We recently saw the passing of two public figures who left their marks on our region and served as examples for anyone in public service or in the service.
Evelyn Bowles was a World War II veteran, teacher, Madison County Clerk and Illinois state senator. Gen. Duane Cassidy was a Vietnam veteran, pilot, the first commander of the U.S. Transportation Command and later served on the Base Realignment and Closure Commission.
Bowles was 94 when she died Friday. She left teaching in 1951 because a county government job paid her $200 a year more.
In 1974 she ran against the wishes of the party bosses and became county clerk, a position she held until 1994. When the immensely popular state Sen. Sam Vadalabene passed, Bowles was an obvious pick to replace him. She was as honest, grounded and well-liked in Springfield as she was in Edwardsville.
She also was a masterful politician, not for playing games, but for being straight with people and remembering it was her job to serve the public. She was an example to a generation of politicians: A successor said he solved issues by asking himself, “What would Evelyn do?” Madison County would be a better place had more leaders tried harder to follow that example.
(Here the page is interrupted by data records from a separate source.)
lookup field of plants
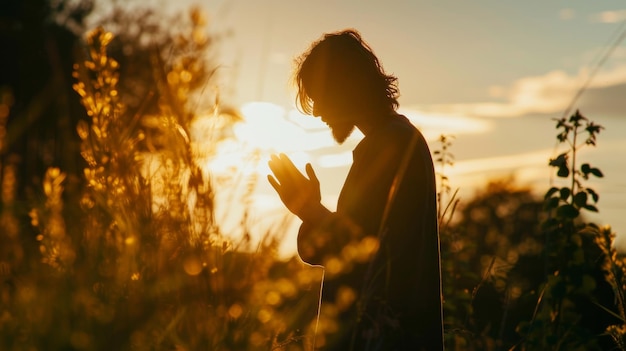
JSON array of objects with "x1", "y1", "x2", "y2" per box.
[{"x1": 0, "y1": 1, "x2": 626, "y2": 351}]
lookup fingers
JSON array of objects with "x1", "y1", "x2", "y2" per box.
[
  {"x1": 305, "y1": 163, "x2": 320, "y2": 185},
  {"x1": 267, "y1": 174, "x2": 280, "y2": 194}
]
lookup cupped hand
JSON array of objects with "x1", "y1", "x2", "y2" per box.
[{"x1": 267, "y1": 154, "x2": 322, "y2": 220}]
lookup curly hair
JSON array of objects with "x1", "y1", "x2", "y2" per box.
[{"x1": 294, "y1": 29, "x2": 399, "y2": 114}]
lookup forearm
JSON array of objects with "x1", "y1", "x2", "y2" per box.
[{"x1": 298, "y1": 212, "x2": 362, "y2": 265}]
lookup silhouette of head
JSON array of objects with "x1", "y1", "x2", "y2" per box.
[{"x1": 294, "y1": 29, "x2": 398, "y2": 135}]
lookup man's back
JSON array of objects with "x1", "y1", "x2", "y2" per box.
[{"x1": 302, "y1": 115, "x2": 442, "y2": 350}]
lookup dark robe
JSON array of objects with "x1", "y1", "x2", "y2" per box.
[{"x1": 298, "y1": 114, "x2": 443, "y2": 351}]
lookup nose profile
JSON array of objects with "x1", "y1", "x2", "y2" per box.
[{"x1": 313, "y1": 103, "x2": 320, "y2": 117}]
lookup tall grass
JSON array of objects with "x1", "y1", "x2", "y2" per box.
[{"x1": 0, "y1": 4, "x2": 626, "y2": 350}]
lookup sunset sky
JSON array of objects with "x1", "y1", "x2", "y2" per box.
[{"x1": 107, "y1": 0, "x2": 626, "y2": 253}]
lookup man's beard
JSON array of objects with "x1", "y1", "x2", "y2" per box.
[{"x1": 330, "y1": 123, "x2": 354, "y2": 144}]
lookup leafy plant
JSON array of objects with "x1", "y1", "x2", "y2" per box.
[{"x1": 519, "y1": 111, "x2": 606, "y2": 350}]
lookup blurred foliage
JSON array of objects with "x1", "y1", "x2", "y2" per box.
[{"x1": 0, "y1": 0, "x2": 626, "y2": 350}]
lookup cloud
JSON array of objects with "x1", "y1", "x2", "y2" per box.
[
  {"x1": 419, "y1": 64, "x2": 626, "y2": 117},
  {"x1": 591, "y1": 9, "x2": 626, "y2": 23}
]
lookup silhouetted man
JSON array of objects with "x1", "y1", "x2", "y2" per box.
[{"x1": 268, "y1": 30, "x2": 443, "y2": 351}]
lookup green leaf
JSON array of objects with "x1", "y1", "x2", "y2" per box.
[
  {"x1": 580, "y1": 163, "x2": 591, "y2": 174},
  {"x1": 556, "y1": 204, "x2": 579, "y2": 219},
  {"x1": 585, "y1": 188, "x2": 600, "y2": 202},
  {"x1": 559, "y1": 188, "x2": 571, "y2": 200},
  {"x1": 541, "y1": 218, "x2": 559, "y2": 230},
  {"x1": 574, "y1": 191, "x2": 587, "y2": 207},
  {"x1": 589, "y1": 168, "x2": 604, "y2": 178}
]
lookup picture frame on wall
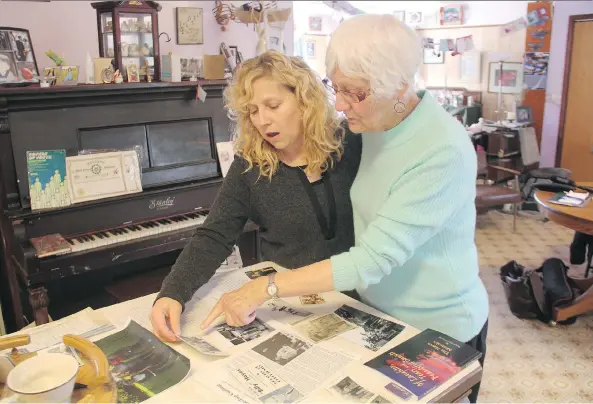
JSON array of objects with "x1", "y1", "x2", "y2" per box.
[
  {"x1": 515, "y1": 105, "x2": 532, "y2": 123},
  {"x1": 309, "y1": 16, "x2": 323, "y2": 32},
  {"x1": 459, "y1": 50, "x2": 482, "y2": 84},
  {"x1": 393, "y1": 10, "x2": 406, "y2": 22},
  {"x1": 0, "y1": 27, "x2": 39, "y2": 86},
  {"x1": 176, "y1": 7, "x2": 204, "y2": 45},
  {"x1": 488, "y1": 62, "x2": 523, "y2": 94},
  {"x1": 439, "y1": 4, "x2": 463, "y2": 25},
  {"x1": 422, "y1": 48, "x2": 445, "y2": 65}
]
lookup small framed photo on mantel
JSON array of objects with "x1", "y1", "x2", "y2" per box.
[{"x1": 176, "y1": 7, "x2": 204, "y2": 45}]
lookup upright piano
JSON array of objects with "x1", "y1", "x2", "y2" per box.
[{"x1": 0, "y1": 80, "x2": 259, "y2": 331}]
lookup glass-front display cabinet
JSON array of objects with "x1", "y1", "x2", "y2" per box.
[{"x1": 91, "y1": 0, "x2": 161, "y2": 82}]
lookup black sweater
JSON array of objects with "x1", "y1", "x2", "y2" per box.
[{"x1": 157, "y1": 133, "x2": 362, "y2": 306}]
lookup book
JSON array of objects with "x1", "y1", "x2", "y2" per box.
[
  {"x1": 365, "y1": 329, "x2": 482, "y2": 399},
  {"x1": 31, "y1": 233, "x2": 72, "y2": 258},
  {"x1": 548, "y1": 191, "x2": 591, "y2": 207},
  {"x1": 27, "y1": 150, "x2": 70, "y2": 210}
]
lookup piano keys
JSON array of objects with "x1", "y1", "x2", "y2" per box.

“I’ve enjoyed every minute of every year of every job I’ve had,” she said when retiring from the Senate in 2002. She continued serving her community by supporting a local scholarship and pursuing historic preservation.
Cassidy died from cancer at age 82 on Feb. 8. He was the son of a banker and first-grade teacher whose mom couldn’t punish him because he’d enjoy sitting in the corner pretending to fly. He was a C student but also a people person.
He served more than 35 years in the U.S. Air Force, rising from a navigator to a pilot, once stranded for two weeks on a South Pacific island, to the Saigon air spokesman during Vietnam and eventually becoming a four-star general. He was commander of the Military Airlift Command and the first to command the U.S. Transportation Command.
His impacts on Scott Air Force Base included his leadership at those commands as well as his influence as a BRAC commissioner along with former U.S. Sen. Alan Dixon in the 1990s. Scott came away stronger.
Cassidy considered this home, riding his bicycle across most of St. Clair County and claiming to have been bitten by most of the dogs. He did much better with people, he said as he was retiring from the Air Force in 1989.
“The relationships you establish with people are really what makes the world go ‘round,” said the man whose relationship with his wife lasted 61 years through 32 moves. “I don’t take myself too seriously. The key to everything — including government — is the relationships you establish.”